North Carolina senator concerned about living conditions at Fort Bragg


A US senator from North Carolina asks the military’s top civilian official to immediately deal with the conditions in the barracks at Fort Bragg.

In a letter to Secretary of the Army Christine Wormuth, Republican Senator Thom Tillis said a soldier from Fort Bragg recently contacted his office with photographic evidence of mold in the Fort Bragg barracks.

“It has been brought to my attention that many unaccompanied housing facilities in Fort Bragg, North Carolina are experiencing issues due to mold and outdated infrastructure,” Tillis wrote.

In Tillis’ letter to Wormuth, he wrote that recent photos are not the first example of barracks issues.

In October 2020, around 200 soldiers from the 528th Special Operations Sustainment Brigade of the 1st Special Forces Command were temporarily relocated after faulty heating, ventilation and air conditioning systems caused humidity and humidity. mold in two barracks buildings.

Tillis’ letter stated that the soldier who provided the recent photos of mold claimed that officials from the Fort Bragg Department of Public Works told him they would not fix the problem.

Following: More than 200 Fort Bragg soldiers moved after mold found in barracks

Following: Fort Bragg officials: no health issues reported after mold found in barracks

In a statement provided to The Fayetteville Observer, Fort Bragg garrison commander Col.

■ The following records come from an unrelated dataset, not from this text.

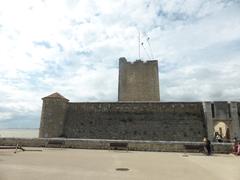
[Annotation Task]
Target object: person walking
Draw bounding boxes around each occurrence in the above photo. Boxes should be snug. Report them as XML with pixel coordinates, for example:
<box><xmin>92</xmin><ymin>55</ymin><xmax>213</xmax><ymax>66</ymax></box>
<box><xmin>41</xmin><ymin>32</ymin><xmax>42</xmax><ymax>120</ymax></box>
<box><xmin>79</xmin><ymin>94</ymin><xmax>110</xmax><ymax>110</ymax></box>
<box><xmin>203</xmin><ymin>137</ymin><xmax>212</xmax><ymax>155</ymax></box>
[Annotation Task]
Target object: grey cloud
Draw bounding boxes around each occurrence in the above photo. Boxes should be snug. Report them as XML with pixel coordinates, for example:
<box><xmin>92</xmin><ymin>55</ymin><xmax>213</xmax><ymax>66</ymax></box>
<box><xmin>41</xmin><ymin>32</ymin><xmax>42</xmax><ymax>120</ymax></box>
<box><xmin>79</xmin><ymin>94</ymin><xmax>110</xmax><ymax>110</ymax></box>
<box><xmin>160</xmin><ymin>61</ymin><xmax>240</xmax><ymax>101</ymax></box>
<box><xmin>65</xmin><ymin>0</ymin><xmax>80</xmax><ymax>9</ymax></box>
<box><xmin>57</xmin><ymin>43</ymin><xmax>64</xmax><ymax>52</ymax></box>
<box><xmin>157</xmin><ymin>9</ymin><xmax>197</xmax><ymax>22</ymax></box>
<box><xmin>0</xmin><ymin>105</ymin><xmax>40</xmax><ymax>128</ymax></box>
<box><xmin>189</xmin><ymin>39</ymin><xmax>240</xmax><ymax>64</ymax></box>
<box><xmin>0</xmin><ymin>113</ymin><xmax>39</xmax><ymax>128</ymax></box>
<box><xmin>33</xmin><ymin>41</ymin><xmax>52</xmax><ymax>49</ymax></box>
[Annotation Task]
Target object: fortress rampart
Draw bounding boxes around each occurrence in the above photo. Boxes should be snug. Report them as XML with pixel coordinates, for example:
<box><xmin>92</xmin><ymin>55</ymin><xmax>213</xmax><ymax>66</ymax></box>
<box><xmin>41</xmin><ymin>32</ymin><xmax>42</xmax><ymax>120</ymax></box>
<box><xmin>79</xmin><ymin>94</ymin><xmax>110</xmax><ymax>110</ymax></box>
<box><xmin>63</xmin><ymin>102</ymin><xmax>205</xmax><ymax>141</ymax></box>
<box><xmin>39</xmin><ymin>58</ymin><xmax>240</xmax><ymax>141</ymax></box>
<box><xmin>39</xmin><ymin>96</ymin><xmax>206</xmax><ymax>141</ymax></box>
<box><xmin>39</xmin><ymin>94</ymin><xmax>240</xmax><ymax>141</ymax></box>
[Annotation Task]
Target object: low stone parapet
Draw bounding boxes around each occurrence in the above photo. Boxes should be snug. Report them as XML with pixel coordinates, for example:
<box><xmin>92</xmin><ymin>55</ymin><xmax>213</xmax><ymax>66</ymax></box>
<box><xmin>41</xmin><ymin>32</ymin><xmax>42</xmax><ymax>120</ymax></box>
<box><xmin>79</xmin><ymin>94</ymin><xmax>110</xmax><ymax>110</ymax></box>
<box><xmin>0</xmin><ymin>138</ymin><xmax>233</xmax><ymax>153</ymax></box>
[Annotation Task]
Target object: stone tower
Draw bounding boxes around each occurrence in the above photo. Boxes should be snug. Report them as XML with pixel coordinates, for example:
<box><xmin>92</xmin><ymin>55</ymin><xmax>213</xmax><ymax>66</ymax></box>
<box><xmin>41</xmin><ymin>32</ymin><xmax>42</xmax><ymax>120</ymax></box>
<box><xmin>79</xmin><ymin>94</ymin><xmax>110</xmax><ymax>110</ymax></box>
<box><xmin>118</xmin><ymin>57</ymin><xmax>160</xmax><ymax>101</ymax></box>
<box><xmin>39</xmin><ymin>92</ymin><xmax>69</xmax><ymax>138</ymax></box>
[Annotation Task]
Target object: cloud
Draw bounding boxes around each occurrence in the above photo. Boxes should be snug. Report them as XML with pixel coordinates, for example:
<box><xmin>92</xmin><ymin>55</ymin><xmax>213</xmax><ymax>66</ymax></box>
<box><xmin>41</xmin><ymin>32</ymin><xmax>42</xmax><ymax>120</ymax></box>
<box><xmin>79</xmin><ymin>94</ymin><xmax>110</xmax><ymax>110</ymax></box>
<box><xmin>0</xmin><ymin>0</ymin><xmax>240</xmax><ymax>128</ymax></box>
<box><xmin>33</xmin><ymin>41</ymin><xmax>52</xmax><ymax>49</ymax></box>
<box><xmin>0</xmin><ymin>112</ymin><xmax>12</xmax><ymax>121</ymax></box>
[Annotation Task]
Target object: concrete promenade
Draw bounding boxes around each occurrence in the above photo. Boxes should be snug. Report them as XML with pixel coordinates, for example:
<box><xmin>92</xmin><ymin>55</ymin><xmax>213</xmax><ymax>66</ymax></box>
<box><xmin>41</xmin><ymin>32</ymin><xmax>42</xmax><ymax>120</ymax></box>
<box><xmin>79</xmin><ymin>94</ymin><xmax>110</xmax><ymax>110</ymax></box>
<box><xmin>0</xmin><ymin>148</ymin><xmax>239</xmax><ymax>180</ymax></box>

Scott Pence said officials at Fort Bragg had found no report “consolidating the allegation that the Directorate of Public Works of Fort Bragg refused to deal with a reported mold problem in one of our barracks. “

“Every report of mold in our barracks is high on our priorities and receives an urgent response,” Pence said. “On average, all of the molds reported in the Fort Bragg barracks are completely removed by our public works department within five days. ”

The mold was identified in two barracks buildings and dealt with immediately earlier this year in January, said Major General Christopher Donahue, commander of the 82nd Airborne Division.

“We take these types of issues very seriously and are constantly inspecting our paratroopers’ barracks to make sure they are maintained to the high standards they deserve, just as we did after the historic deployment of the 1st Brigade. in Afghanistan in August, ”Donahue said in a statement. declaration. “Taking care of our paratroopers is a primary concern of every leader in this division on which we focus daily. ”

Pence said a joint inspection by the Directorate of Public Works and the 82nd Airborne Division this week found no mold.

With more than 55,000 active service members at Fort Bragg making it Amy’s largest facility in terms of population, Tillis wrote that it “will remain particularly important as a ‘tip of the spear’ for the ministry of Defense “, when preparing for a strategic competition. with close competitors.

“Therefore, I urge the Department of the Army to continue the ongoing efforts to recapitalize the barracks throughout the Army enterprise and immediately remedy the conditions of the barracks,” Tillis wrote. “Allowing soldiers to live in moldy and dangerous housing is a danger for the country. ”

Following: Judge dismisses motions to drop Fort Bragg housing case, agrees to fire some defendants

Following: Senator Thom Tillis hears of lingering housing issues in Fort Bragg

He praised army officials for focusing on upgrading housing and barracks and for recognizing the importance of ensuring that the military have “access to adequate housing”.

Tillis said that as a member of the Senate Armed Services Committee, he will work to ensure that the military effectively receives funds to upgrade and replace substandard barracks by 2030.

Pence said 24 of Fort Bragg’s oldest barracks were either under renovation or slated for refurbishment in 2022.

“All renovations will correct the original design issues that make mold conditions more likely,” Pence said.

Editor-in-Chief Rachael Riley can be reached at [email protected] or 910-485-3528.